An incentive-based vehicle scrappage scheme (NITI Aayog and Transport Ministry are working on a proposal) could be announced to get polluting, unsafe and old vehicles off the road. Furthermore, there could be a budget allocation for electric vehicle promotion. Companies which plan to manufacture electric vehicles such as TATA Motors can be the major beneficiaries. Investment for road infrastructure will boost commercial vehicle sales and is expected to benefit companies like Ashok Leyland, TATA Motors, Mahindra & Mahindra and Eicher Motors.

Healthcare:

Ayushman Bharat, the flagship scheme of the Modi government, is likely to remain a key focus in the government’s second term as well. It may propose to introduce and increase health budget to upgrade Ayushman Bharat or the Pradhan Mantri Jan Arogya Yojana.  With the urgent need to add bed capacity for the nation, the deduction under section 35AD may be increased from 100% to 150% of capital expenditure incurred by institutions engaged in building and operating a hospital with at least 100 beds.  These developments may be positive for the companies like Thyrocare, Dr.

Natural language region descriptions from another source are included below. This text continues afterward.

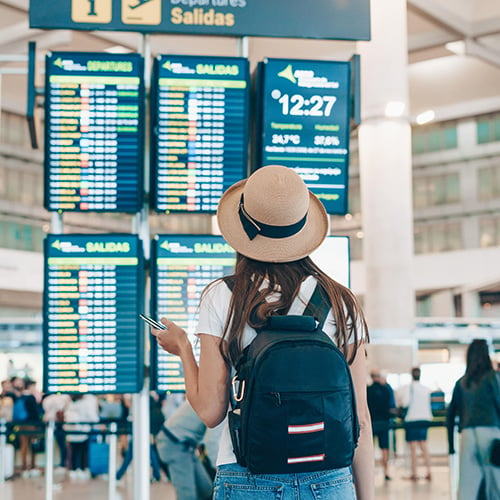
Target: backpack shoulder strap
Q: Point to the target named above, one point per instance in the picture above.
(318, 306)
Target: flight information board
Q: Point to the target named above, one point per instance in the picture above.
(92, 336)
(181, 267)
(304, 124)
(199, 110)
(94, 129)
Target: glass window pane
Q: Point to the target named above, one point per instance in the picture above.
(420, 192)
(435, 140)
(483, 131)
(487, 232)
(450, 137)
(485, 184)
(496, 128)
(453, 188)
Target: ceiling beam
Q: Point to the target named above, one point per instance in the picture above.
(485, 27)
(429, 40)
(441, 16)
(472, 48)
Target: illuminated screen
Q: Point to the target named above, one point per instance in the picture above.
(181, 267)
(304, 124)
(92, 339)
(94, 127)
(200, 130)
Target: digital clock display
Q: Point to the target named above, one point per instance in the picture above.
(304, 124)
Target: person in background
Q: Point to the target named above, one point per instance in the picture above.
(177, 446)
(54, 406)
(155, 424)
(476, 402)
(29, 427)
(381, 404)
(417, 399)
(82, 410)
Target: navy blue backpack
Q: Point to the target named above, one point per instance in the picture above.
(294, 406)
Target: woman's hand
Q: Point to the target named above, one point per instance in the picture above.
(173, 340)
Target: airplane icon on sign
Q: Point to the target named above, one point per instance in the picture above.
(140, 3)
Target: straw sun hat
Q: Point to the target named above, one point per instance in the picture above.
(272, 217)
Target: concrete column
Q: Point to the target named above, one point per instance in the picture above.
(386, 171)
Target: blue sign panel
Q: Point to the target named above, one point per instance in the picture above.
(181, 267)
(94, 129)
(330, 19)
(305, 124)
(199, 110)
(92, 335)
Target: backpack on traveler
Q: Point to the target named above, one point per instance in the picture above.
(294, 406)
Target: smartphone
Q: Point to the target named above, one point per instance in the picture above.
(152, 322)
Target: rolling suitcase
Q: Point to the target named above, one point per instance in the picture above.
(98, 457)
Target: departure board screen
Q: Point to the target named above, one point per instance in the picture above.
(94, 129)
(181, 267)
(92, 335)
(199, 110)
(305, 124)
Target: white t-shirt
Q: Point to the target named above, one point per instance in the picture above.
(212, 317)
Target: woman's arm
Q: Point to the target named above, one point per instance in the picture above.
(207, 385)
(363, 465)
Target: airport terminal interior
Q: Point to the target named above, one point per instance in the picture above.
(418, 239)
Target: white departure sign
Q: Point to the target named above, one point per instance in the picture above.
(94, 127)
(92, 335)
(199, 110)
(181, 267)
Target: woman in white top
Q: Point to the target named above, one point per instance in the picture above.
(274, 223)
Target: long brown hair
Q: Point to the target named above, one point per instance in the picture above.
(478, 362)
(253, 281)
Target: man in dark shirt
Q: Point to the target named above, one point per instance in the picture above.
(381, 405)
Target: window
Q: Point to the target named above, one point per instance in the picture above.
(488, 183)
(436, 190)
(436, 137)
(488, 129)
(438, 237)
(489, 232)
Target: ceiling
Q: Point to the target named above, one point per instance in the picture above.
(452, 84)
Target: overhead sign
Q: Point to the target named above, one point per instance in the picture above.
(328, 19)
(94, 128)
(181, 267)
(92, 335)
(199, 116)
(305, 114)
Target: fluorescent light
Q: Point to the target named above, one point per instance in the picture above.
(394, 109)
(457, 47)
(425, 117)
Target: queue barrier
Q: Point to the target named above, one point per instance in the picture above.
(106, 429)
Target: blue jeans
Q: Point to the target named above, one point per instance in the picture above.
(188, 475)
(234, 482)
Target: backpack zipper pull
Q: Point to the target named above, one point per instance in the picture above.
(277, 397)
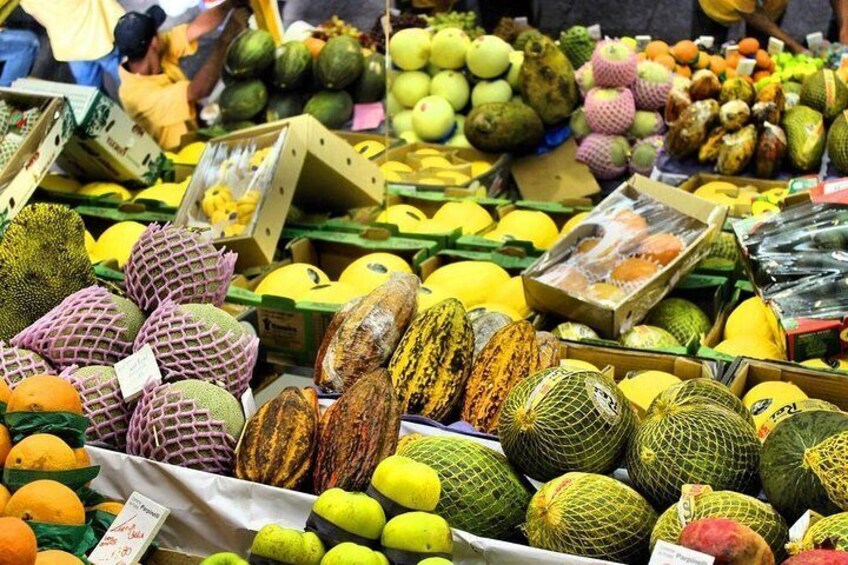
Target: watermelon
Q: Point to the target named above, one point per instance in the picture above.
(243, 100)
(340, 63)
(333, 108)
(249, 54)
(293, 66)
(371, 85)
(789, 482)
(282, 106)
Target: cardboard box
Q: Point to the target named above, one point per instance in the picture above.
(30, 163)
(107, 144)
(316, 171)
(555, 176)
(610, 321)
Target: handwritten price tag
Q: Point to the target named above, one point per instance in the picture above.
(131, 533)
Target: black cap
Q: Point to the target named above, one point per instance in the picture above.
(135, 31)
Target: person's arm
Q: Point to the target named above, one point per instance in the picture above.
(759, 20)
(207, 76)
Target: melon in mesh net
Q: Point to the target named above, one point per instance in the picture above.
(17, 364)
(746, 510)
(176, 424)
(481, 492)
(200, 342)
(174, 263)
(707, 391)
(562, 420)
(89, 327)
(103, 405)
(591, 515)
(703, 444)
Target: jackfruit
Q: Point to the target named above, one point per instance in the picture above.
(42, 261)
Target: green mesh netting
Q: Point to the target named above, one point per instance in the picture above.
(746, 510)
(692, 444)
(591, 516)
(561, 420)
(829, 461)
(705, 391)
(481, 492)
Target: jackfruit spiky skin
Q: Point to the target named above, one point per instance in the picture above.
(42, 261)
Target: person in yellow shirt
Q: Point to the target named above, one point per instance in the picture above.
(154, 90)
(80, 33)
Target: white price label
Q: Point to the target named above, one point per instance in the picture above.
(132, 532)
(136, 372)
(669, 554)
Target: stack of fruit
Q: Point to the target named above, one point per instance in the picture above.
(623, 97)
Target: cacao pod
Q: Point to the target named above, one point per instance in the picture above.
(367, 334)
(432, 361)
(511, 355)
(357, 432)
(279, 440)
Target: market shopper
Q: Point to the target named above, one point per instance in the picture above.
(155, 91)
(80, 33)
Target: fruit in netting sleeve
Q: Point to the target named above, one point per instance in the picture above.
(173, 263)
(249, 54)
(200, 341)
(583, 413)
(279, 440)
(481, 492)
(590, 515)
(357, 432)
(510, 355)
(692, 444)
(17, 364)
(432, 361)
(362, 336)
(191, 424)
(89, 327)
(730, 542)
(790, 482)
(547, 81)
(42, 261)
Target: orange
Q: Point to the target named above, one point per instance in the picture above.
(45, 393)
(656, 48)
(17, 542)
(41, 452)
(685, 52)
(749, 46)
(666, 61)
(46, 501)
(56, 557)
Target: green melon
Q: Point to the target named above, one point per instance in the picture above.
(333, 108)
(704, 391)
(242, 101)
(249, 54)
(746, 510)
(222, 405)
(692, 444)
(789, 482)
(681, 318)
(293, 65)
(340, 63)
(560, 420)
(593, 516)
(481, 492)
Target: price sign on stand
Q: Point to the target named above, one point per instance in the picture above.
(132, 532)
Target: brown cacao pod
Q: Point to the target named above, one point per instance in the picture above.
(549, 352)
(366, 334)
(279, 440)
(511, 355)
(357, 432)
(431, 363)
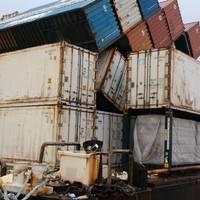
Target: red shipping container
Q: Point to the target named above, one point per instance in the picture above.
(173, 16)
(139, 38)
(193, 33)
(159, 30)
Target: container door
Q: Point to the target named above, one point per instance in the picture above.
(148, 79)
(79, 76)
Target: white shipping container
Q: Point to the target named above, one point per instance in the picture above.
(111, 73)
(109, 129)
(163, 78)
(56, 72)
(25, 129)
(128, 13)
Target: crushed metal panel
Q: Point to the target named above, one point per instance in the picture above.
(147, 79)
(174, 18)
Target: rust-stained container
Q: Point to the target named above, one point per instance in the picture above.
(159, 30)
(128, 13)
(48, 73)
(139, 38)
(111, 77)
(173, 16)
(193, 33)
(163, 78)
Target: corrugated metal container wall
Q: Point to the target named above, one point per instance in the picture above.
(59, 72)
(149, 140)
(183, 44)
(159, 30)
(94, 20)
(109, 129)
(193, 32)
(173, 16)
(139, 38)
(128, 13)
(148, 7)
(163, 78)
(25, 129)
(103, 23)
(111, 73)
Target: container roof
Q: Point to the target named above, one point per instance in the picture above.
(41, 12)
(188, 26)
(163, 4)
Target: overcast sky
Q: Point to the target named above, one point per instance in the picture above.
(189, 8)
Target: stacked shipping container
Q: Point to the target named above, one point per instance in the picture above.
(54, 94)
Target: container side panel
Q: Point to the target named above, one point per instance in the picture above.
(30, 75)
(77, 125)
(174, 18)
(185, 92)
(24, 130)
(147, 82)
(159, 30)
(139, 38)
(149, 8)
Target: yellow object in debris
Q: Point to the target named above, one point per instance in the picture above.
(1, 183)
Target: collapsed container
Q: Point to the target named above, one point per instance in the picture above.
(128, 13)
(163, 78)
(173, 16)
(139, 38)
(159, 30)
(183, 44)
(192, 31)
(111, 77)
(148, 7)
(94, 20)
(25, 129)
(48, 73)
(154, 142)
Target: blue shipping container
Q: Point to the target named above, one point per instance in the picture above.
(148, 7)
(91, 24)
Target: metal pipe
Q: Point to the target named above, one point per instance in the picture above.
(175, 169)
(44, 145)
(35, 189)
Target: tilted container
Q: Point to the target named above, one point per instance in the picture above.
(48, 73)
(192, 31)
(163, 78)
(111, 77)
(173, 16)
(128, 13)
(159, 30)
(148, 7)
(139, 38)
(91, 24)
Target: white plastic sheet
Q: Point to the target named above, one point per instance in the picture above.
(149, 140)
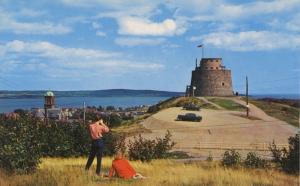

LalPathlabs, Apollo Hospitals and Narayana  Hrudayalaya.

Defence:

We expect a higher budgetary allocation to capital acquisitions, particularly higher share for new acquisition programs. Special additional investment allowance can be announced for exclusive defence manufacturing and assembly facilities towards manufacturing of tanks, armoured fighting vehicles, defence aircrafts, spacecraft, warships, arms and ammunition of all kind and all other parts and accessories of use thereof. The key beneficiaries will be BEL and Premier Explosives.